Tips to follow for raising your credit score

Rylie Horrall  | Lifestyle Editor

For those who aren’t sure what a credit score really is, it’s something that “reflects credit payment patterns over time,” according to experian.com. It’s an important financial consideration in someone’s life, as it is the deciding factor in multiple scenarios — such as taking out loans or getting additional credit cards later in life. A credit score is found using an algorithm on a person’s credit report, and it takes into account certain factors like account types, how long an account has been open and payment history. Because a good credit score is highly sought after and makes the user look responsible, it’s important to know how to raise it.

One of the simplest things to do is to pay bills when they are due. That repayment history can be used to predict how someone will take care of future settlements. This applies to credit cards, student loans, phone bills, rent, utilities and so on. By missing payments or getting charged a late fee, a negative mark can appear on an individual’s credit score for around seven years. However, according to experian.com, a negative mark’s prominence declines over time as newer payments are more relevant.

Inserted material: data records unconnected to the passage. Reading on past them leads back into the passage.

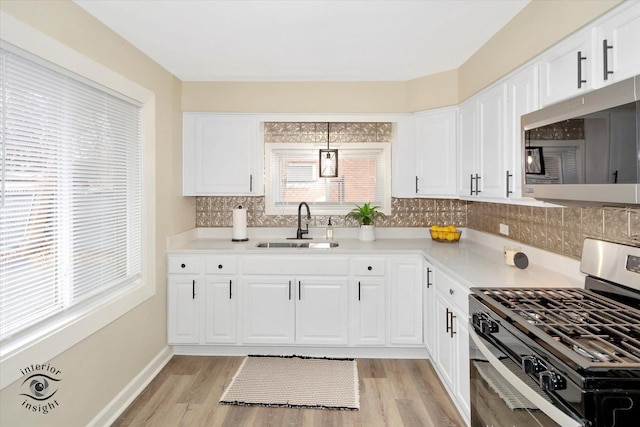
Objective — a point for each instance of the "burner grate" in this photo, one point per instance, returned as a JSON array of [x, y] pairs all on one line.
[[592, 326]]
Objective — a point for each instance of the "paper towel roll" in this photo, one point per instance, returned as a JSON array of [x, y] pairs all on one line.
[[239, 224]]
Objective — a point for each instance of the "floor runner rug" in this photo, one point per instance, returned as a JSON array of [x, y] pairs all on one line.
[[295, 382]]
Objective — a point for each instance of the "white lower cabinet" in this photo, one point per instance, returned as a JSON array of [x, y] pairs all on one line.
[[451, 353], [220, 310], [295, 310], [429, 306], [369, 314], [322, 313], [183, 316], [268, 310], [406, 300], [202, 300]]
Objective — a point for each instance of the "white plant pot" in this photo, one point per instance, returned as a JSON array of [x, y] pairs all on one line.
[[367, 233]]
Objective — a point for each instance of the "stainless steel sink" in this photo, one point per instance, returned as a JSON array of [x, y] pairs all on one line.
[[308, 245]]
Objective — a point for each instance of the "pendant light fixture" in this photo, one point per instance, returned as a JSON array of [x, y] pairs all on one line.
[[328, 159]]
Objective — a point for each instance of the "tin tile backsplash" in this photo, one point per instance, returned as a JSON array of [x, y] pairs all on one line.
[[556, 229]]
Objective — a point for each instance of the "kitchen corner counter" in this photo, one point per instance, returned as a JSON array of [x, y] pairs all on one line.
[[476, 261]]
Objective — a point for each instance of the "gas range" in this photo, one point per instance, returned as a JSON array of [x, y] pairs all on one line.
[[579, 347]]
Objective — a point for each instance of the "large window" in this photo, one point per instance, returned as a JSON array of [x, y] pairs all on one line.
[[292, 177], [71, 195]]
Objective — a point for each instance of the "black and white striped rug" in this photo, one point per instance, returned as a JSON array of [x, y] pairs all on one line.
[[295, 382]]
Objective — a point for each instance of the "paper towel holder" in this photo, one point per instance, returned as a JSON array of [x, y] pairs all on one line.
[[245, 239]]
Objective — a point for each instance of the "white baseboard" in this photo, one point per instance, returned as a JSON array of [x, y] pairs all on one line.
[[117, 406]]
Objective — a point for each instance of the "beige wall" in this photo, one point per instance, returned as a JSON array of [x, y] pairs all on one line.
[[95, 370], [540, 25]]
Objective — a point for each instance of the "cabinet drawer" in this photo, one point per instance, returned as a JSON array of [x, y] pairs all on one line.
[[453, 291], [184, 264], [221, 265], [302, 265], [368, 267]]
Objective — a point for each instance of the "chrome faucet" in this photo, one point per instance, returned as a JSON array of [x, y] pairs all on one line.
[[300, 232]]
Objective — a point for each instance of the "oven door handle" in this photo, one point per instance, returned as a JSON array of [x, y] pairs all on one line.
[[548, 408]]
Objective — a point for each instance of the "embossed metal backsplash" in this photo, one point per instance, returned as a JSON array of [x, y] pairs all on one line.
[[557, 229], [217, 212], [312, 132]]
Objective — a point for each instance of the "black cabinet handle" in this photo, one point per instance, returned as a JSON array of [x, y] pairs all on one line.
[[580, 59], [447, 320], [452, 317], [605, 59]]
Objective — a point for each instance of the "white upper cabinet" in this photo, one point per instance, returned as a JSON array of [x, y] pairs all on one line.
[[467, 142], [221, 155], [619, 44], [522, 98], [481, 139], [435, 153], [567, 69], [603, 53]]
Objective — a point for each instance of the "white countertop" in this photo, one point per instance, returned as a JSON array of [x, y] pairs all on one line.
[[476, 261]]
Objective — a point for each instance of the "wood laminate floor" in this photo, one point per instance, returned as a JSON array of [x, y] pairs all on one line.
[[393, 392]]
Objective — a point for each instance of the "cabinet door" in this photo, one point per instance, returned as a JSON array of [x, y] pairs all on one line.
[[220, 155], [268, 310], [621, 34], [522, 98], [562, 74], [462, 373], [467, 142], [429, 315], [220, 310], [406, 301], [369, 312], [322, 314], [491, 121], [445, 344], [435, 153], [183, 316]]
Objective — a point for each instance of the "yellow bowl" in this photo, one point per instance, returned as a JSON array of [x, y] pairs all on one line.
[[446, 236]]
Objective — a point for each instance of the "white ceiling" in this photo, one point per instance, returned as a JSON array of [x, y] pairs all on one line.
[[305, 40]]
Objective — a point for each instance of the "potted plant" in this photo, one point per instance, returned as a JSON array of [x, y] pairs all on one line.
[[366, 216]]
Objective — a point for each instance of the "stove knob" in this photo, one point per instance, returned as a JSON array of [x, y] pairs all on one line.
[[550, 380], [488, 326], [531, 365]]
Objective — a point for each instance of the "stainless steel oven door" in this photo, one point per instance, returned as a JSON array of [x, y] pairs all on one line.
[[502, 396]]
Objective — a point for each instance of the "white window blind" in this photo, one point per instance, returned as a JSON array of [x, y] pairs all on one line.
[[71, 193], [361, 177]]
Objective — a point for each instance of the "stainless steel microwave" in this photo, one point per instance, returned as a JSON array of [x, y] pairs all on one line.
[[585, 149]]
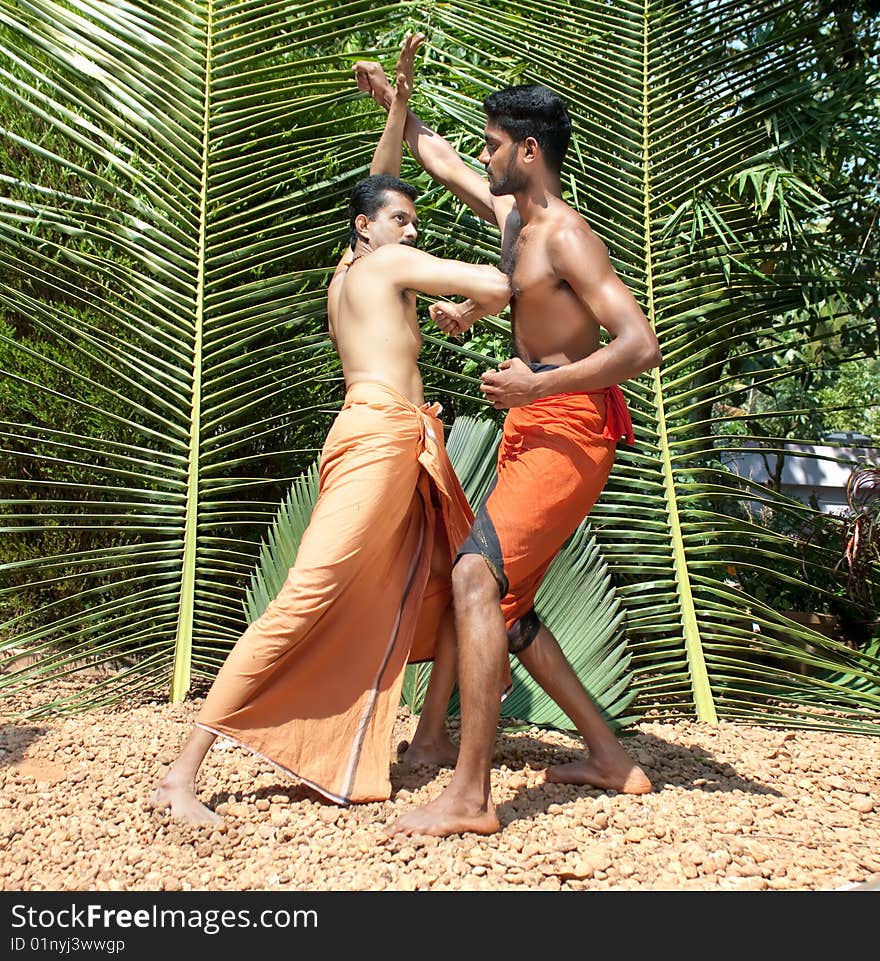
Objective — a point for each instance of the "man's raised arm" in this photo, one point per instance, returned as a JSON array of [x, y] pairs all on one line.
[[436, 155], [408, 268], [389, 150]]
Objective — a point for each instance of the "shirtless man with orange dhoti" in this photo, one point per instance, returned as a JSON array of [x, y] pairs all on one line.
[[313, 685], [566, 414]]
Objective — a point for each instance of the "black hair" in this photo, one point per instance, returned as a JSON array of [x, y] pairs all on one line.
[[530, 110], [368, 198]]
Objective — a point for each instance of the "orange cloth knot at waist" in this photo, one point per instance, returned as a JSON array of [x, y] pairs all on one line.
[[510, 448], [618, 423]]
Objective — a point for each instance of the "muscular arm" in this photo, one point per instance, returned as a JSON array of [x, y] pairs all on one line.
[[440, 159], [436, 155], [410, 269], [389, 150]]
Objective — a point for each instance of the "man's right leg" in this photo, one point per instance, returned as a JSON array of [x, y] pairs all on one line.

Specifically with credit cards, keeping a low balance is vital for a credit utilization ratio. A credit utilization ratio is calculated on the amount incurred on a credit card divided by the total credit limit across all credit cards owned, not just the one that is used. By keeping the ratio below 30%, it shows that the user isn’t maxing out credit cards every single month. It’s also an indicator of how well money and credit is being managed. Furthermore, if a credit card is no longer being used, don’t close it — if it isn’t costing any fees, it can increase the ratio since there is more total credit.

Checking credit reports is another key factor in maintaining good credit scores. If there’s an inaccuracy on a report, it can have drastic negative impacts if it goes unchecked. It could decide if someone can take out a loan or not, or even affect their lending terms and interest rates. According to myfico.com, contacting the credit bureau and organization that sends the credit bureau information can help fix the problem that’s been noticed.